Home-based palliative care is still relatively new and not widely available. To learn more about programs in your area, go to www.getpalliativecare.org. Contact a few and ask if they offer these services or know of another organization that does.
Hospice care is similar in its approach, but only for people expected to live six months or less. The vast majority receive care in their homes. Unfortunately, most adults wait to sign up for hospice services until the last several weeks of life, missing out on potentially valuable assistance.
Getting needed help. Meier worries that an emphasis on home-based care for people with terminal illness could translate into more work for family caregivers who shoulder the burden of this care, not more support.

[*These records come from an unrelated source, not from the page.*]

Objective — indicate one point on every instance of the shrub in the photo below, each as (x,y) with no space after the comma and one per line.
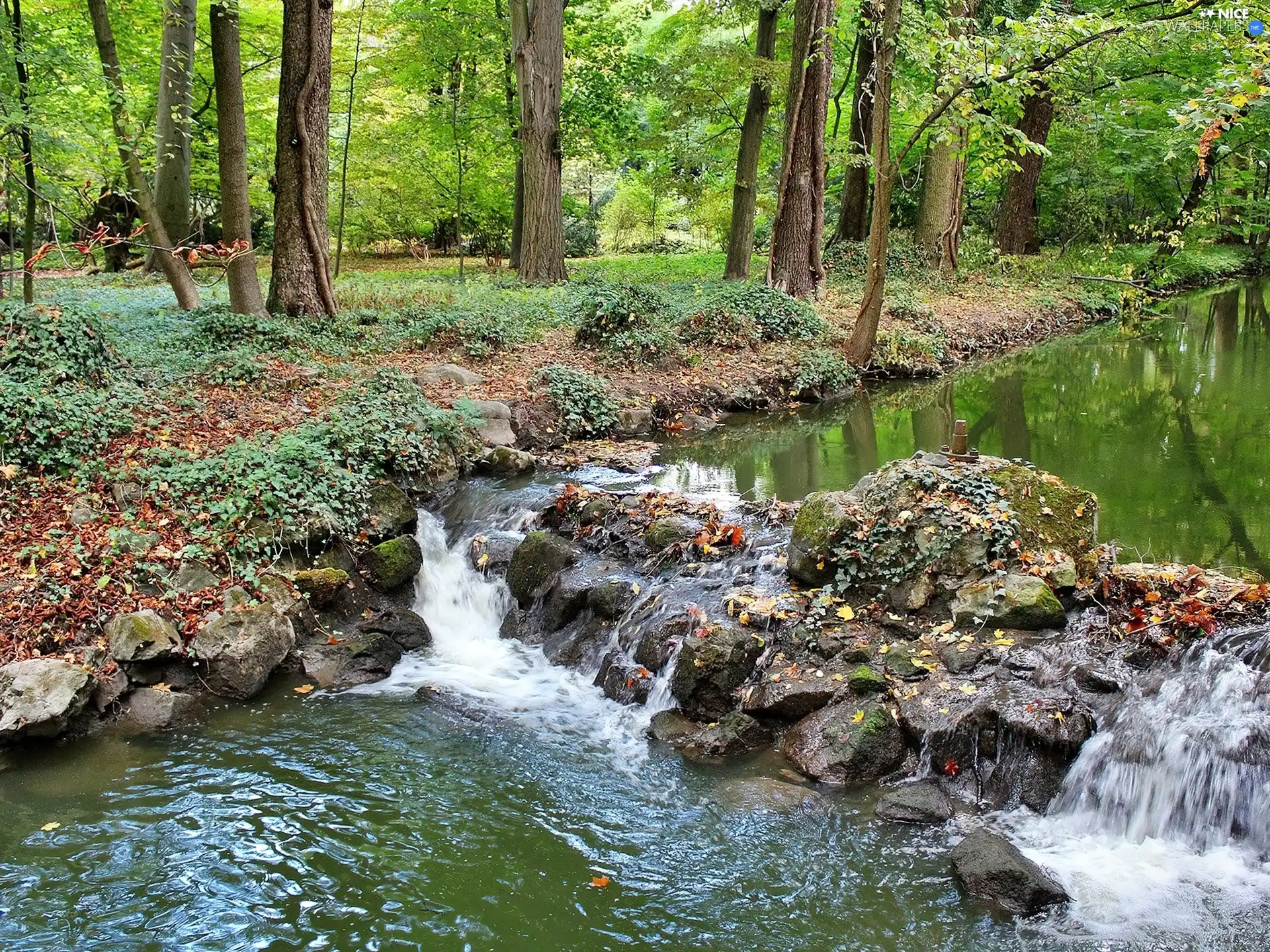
(54,343)
(581,399)
(628,320)
(821,374)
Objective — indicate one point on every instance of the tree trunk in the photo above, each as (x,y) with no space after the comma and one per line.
(745,190)
(173,268)
(939,215)
(854,212)
(302,280)
(172,118)
(232,140)
(538,36)
(1016,225)
(864,335)
(794,263)
(28,160)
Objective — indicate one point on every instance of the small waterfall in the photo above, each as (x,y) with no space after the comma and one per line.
(503,677)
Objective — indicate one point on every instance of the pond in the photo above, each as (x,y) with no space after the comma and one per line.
(483,818)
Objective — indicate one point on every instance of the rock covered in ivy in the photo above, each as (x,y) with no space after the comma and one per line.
(142,636)
(536,564)
(38,697)
(320,586)
(713,663)
(240,651)
(1024,602)
(949,521)
(393,564)
(849,743)
(392,513)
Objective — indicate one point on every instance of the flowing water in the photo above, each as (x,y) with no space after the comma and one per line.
(476,818)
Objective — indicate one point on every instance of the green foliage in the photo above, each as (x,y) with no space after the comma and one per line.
(582,400)
(628,321)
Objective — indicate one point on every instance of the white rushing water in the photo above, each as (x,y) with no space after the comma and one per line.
(503,676)
(1162,829)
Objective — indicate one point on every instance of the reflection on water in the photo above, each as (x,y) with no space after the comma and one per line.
(1169,428)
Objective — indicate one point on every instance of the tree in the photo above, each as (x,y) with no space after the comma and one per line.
(302,282)
(538,38)
(794,264)
(741,234)
(232,143)
(173,268)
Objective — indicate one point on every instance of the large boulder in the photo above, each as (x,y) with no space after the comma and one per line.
(995,873)
(536,564)
(1016,601)
(241,649)
(847,744)
(142,636)
(949,521)
(393,564)
(40,696)
(713,663)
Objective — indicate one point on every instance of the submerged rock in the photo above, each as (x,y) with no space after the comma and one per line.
(994,871)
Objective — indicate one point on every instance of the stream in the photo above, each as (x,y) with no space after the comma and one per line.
(476,816)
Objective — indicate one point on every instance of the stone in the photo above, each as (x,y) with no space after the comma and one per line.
(194,576)
(362,659)
(240,649)
(407,629)
(154,710)
(995,873)
(40,696)
(536,564)
(502,460)
(392,564)
(448,374)
(846,744)
(1024,602)
(915,803)
(320,586)
(668,531)
(710,669)
(753,793)
(392,513)
(142,636)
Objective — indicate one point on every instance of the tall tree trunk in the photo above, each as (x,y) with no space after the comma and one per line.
(173,268)
(864,335)
(1016,225)
(302,280)
(232,140)
(854,211)
(538,36)
(28,160)
(745,190)
(939,215)
(172,118)
(794,264)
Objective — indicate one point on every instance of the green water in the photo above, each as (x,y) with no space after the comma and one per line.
(476,822)
(1170,428)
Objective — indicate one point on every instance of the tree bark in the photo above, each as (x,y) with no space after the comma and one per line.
(232,140)
(1016,225)
(794,264)
(302,280)
(745,190)
(854,211)
(864,335)
(173,268)
(538,37)
(939,214)
(28,160)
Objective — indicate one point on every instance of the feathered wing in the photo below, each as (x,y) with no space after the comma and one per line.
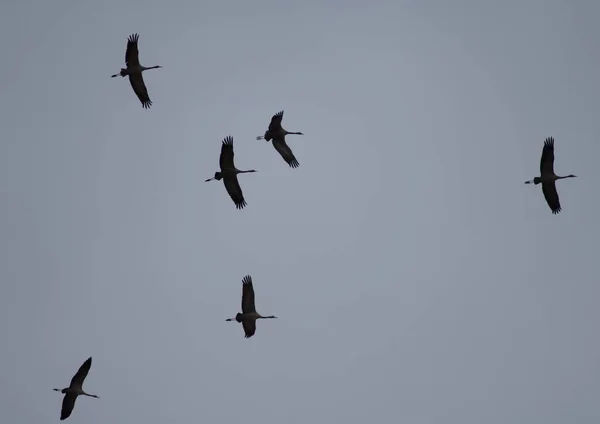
(232,186)
(547,160)
(247,295)
(68,405)
(249,328)
(132,53)
(81,374)
(285,152)
(551,195)
(139,88)
(275,124)
(226,157)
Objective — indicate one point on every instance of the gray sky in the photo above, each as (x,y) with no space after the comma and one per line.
(416,278)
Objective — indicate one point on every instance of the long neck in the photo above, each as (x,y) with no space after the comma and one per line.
(87,394)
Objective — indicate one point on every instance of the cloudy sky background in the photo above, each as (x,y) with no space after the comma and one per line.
(415,277)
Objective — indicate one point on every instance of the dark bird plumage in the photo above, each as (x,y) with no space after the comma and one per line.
(547,176)
(134,71)
(229,173)
(277,134)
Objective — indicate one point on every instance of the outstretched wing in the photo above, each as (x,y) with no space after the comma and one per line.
(285,152)
(79,377)
(249,327)
(551,195)
(547,161)
(68,405)
(247,295)
(226,158)
(232,186)
(275,124)
(139,88)
(132,53)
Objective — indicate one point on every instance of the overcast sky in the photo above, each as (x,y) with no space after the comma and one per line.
(416,278)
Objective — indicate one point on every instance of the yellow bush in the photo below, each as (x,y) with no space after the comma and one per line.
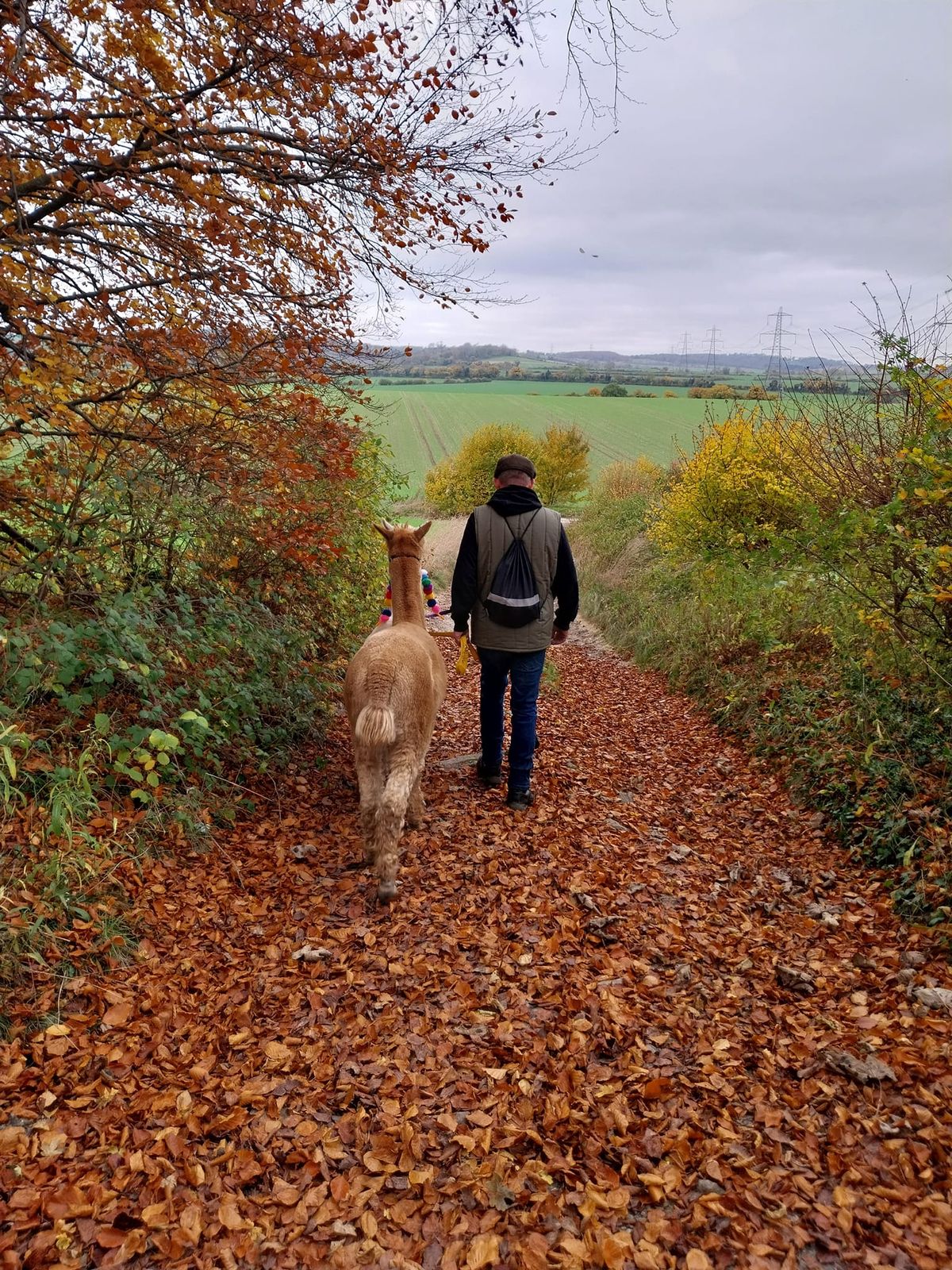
(562,464)
(463,482)
(735,491)
(628,478)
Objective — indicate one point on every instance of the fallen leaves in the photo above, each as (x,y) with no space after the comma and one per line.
(289,1077)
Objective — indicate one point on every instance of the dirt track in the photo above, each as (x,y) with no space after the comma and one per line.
(657,1022)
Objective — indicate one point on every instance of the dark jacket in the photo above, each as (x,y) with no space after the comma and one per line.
(478,560)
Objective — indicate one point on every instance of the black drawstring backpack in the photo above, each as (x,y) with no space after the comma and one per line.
(513,597)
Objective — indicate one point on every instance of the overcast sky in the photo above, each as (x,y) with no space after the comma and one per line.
(782,152)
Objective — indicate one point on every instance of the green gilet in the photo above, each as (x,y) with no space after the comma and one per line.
(493,541)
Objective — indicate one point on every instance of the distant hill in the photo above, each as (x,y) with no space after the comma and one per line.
(465,355)
(677,362)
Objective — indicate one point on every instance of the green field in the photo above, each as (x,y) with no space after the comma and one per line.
(424,423)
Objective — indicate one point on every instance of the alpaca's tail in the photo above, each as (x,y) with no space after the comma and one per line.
(376,725)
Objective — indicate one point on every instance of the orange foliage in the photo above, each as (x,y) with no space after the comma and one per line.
(192,196)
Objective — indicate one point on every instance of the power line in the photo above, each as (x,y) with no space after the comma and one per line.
(711,365)
(776,362)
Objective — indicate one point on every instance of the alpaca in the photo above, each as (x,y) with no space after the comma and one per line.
(393,689)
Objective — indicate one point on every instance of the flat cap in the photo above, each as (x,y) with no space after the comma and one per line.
(516,464)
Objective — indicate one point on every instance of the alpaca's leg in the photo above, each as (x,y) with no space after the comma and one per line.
(404,774)
(416,808)
(370,779)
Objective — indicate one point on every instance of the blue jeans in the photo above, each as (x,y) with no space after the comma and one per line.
(524,671)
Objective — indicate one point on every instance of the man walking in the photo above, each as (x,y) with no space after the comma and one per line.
(513,654)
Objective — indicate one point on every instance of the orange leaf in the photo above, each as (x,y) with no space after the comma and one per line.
(118,1014)
(484,1251)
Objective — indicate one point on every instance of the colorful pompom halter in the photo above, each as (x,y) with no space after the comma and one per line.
(433,609)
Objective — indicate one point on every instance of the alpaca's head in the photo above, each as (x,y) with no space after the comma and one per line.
(403,540)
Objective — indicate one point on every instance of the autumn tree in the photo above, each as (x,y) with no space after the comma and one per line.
(194,198)
(463,480)
(562,464)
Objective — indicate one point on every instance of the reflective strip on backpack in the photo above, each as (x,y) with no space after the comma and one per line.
(513,603)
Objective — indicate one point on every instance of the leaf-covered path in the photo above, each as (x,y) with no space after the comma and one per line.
(655,1022)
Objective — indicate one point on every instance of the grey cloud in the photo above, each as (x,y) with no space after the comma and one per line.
(785,154)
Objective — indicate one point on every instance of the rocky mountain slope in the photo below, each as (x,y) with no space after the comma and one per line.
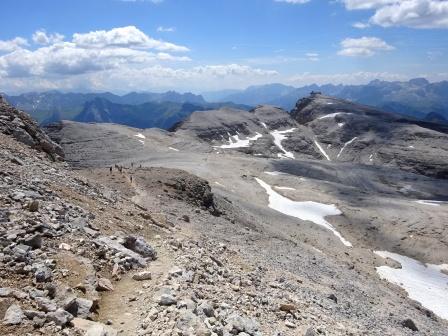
(416,97)
(253,231)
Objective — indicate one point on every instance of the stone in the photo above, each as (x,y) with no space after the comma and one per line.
(11,292)
(91,328)
(175,271)
(410,324)
(115,245)
(237,323)
(310,332)
(167,300)
(13,315)
(79,307)
(60,317)
(45,304)
(142,276)
(104,285)
(287,307)
(31,314)
(333,297)
(33,206)
(206,308)
(34,241)
(289,324)
(140,246)
(65,246)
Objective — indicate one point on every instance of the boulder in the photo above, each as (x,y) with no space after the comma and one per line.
(14,315)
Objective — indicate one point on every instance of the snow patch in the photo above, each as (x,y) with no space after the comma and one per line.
(284,188)
(423,283)
(310,211)
(236,142)
(279,136)
(275,173)
(322,150)
(345,145)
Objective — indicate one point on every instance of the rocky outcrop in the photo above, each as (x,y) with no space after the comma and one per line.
(356,133)
(24,129)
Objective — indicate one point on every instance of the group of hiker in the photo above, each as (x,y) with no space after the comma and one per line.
(120,169)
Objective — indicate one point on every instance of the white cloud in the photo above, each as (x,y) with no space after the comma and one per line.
(156,77)
(295,2)
(125,37)
(407,13)
(162,29)
(361,77)
(86,53)
(364,46)
(153,1)
(312,56)
(120,59)
(41,37)
(14,44)
(360,25)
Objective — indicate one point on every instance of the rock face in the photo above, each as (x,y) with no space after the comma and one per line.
(362,134)
(24,129)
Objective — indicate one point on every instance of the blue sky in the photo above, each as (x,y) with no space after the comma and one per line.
(200,45)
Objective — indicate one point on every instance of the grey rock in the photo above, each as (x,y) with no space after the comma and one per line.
(79,307)
(33,206)
(141,276)
(237,323)
(206,308)
(140,246)
(46,304)
(410,324)
(116,246)
(60,317)
(43,274)
(13,315)
(167,299)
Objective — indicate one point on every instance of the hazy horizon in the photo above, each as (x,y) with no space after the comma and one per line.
(196,46)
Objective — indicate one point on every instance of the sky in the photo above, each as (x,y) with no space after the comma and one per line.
(207,45)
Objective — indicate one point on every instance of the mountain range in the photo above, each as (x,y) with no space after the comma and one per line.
(133,109)
(416,97)
(329,219)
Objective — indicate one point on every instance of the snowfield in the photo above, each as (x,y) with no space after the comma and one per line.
(345,145)
(236,142)
(423,283)
(332,115)
(279,136)
(322,150)
(310,211)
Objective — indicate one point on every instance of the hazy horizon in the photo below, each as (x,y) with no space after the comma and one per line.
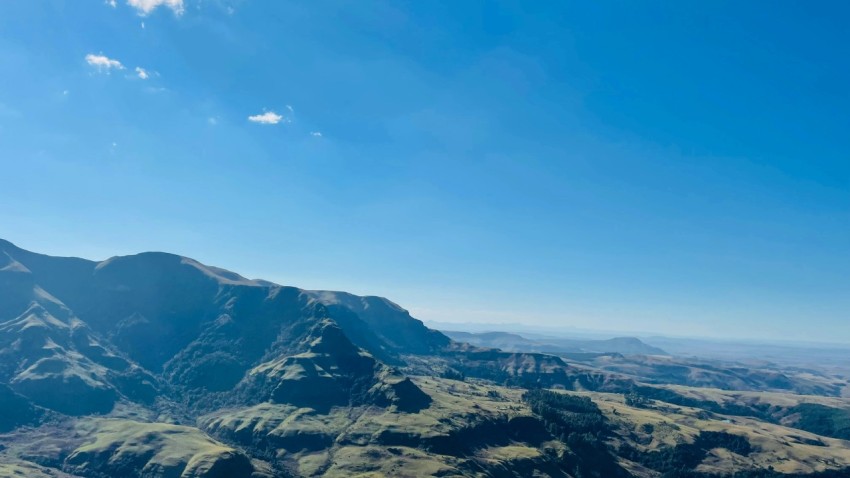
(680,170)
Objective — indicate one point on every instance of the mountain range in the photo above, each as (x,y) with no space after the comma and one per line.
(156,365)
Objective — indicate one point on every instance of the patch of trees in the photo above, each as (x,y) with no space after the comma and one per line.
(578,423)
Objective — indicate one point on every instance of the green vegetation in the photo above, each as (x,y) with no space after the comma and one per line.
(579,423)
(687,456)
(822,420)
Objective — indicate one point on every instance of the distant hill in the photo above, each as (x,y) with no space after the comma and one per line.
(155,365)
(517,343)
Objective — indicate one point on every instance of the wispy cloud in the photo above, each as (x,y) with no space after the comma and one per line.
(103,63)
(144,7)
(269,117)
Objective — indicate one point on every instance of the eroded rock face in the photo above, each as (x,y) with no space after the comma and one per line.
(135,449)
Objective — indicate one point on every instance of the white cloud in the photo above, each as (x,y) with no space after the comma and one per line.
(269,117)
(103,63)
(146,6)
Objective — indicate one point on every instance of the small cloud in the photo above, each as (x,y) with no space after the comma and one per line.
(144,7)
(269,117)
(103,63)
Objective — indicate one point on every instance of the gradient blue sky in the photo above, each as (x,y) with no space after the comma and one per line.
(675,167)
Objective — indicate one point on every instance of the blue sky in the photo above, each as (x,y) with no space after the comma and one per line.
(673,167)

Currently, caregivers patch together services as best they can. Medicare doesn’t pay for aides who help frail, ill seniors bathe, dress, toilet, take their medications, keep their house clean, and prepare breakfast, lunch, or dinner. Low-income seniors can qualify for help from Medicaid, but the amount of assistance available is limited and varies by state.
There’s no easy solution to this “how can I get the help I’ll need?” dilemma. Be realistic about the cost of care (about $10 per hour, on average, with wide geographic variation) and the resources you have available. Also, be realistic about other elements of caring for someone at home, including the skills that will be required and whether the environment can support this challenge.
“Are the bedroom, the bathroom, and the kitchen on the same floor?,” asked Cornwell. “If not, you’re going to have a problem.”
Building community. “You’re going to need support” from family, friends or other social contacts if you’re trying to manage a serious illness at home, said Laura Connors, executive director of Beacon Hill Village in Boston.
Her organization sends volunteers into seniors’ homes to help in various ways on an as-needed basis. Older adults pay an annual fee to participate in the community’s social events and qualify for discounted home care services.
As with children, it “takes a community” to care for vulnerable older adults, Connors said, and you need to know “who’s going to be there for you.”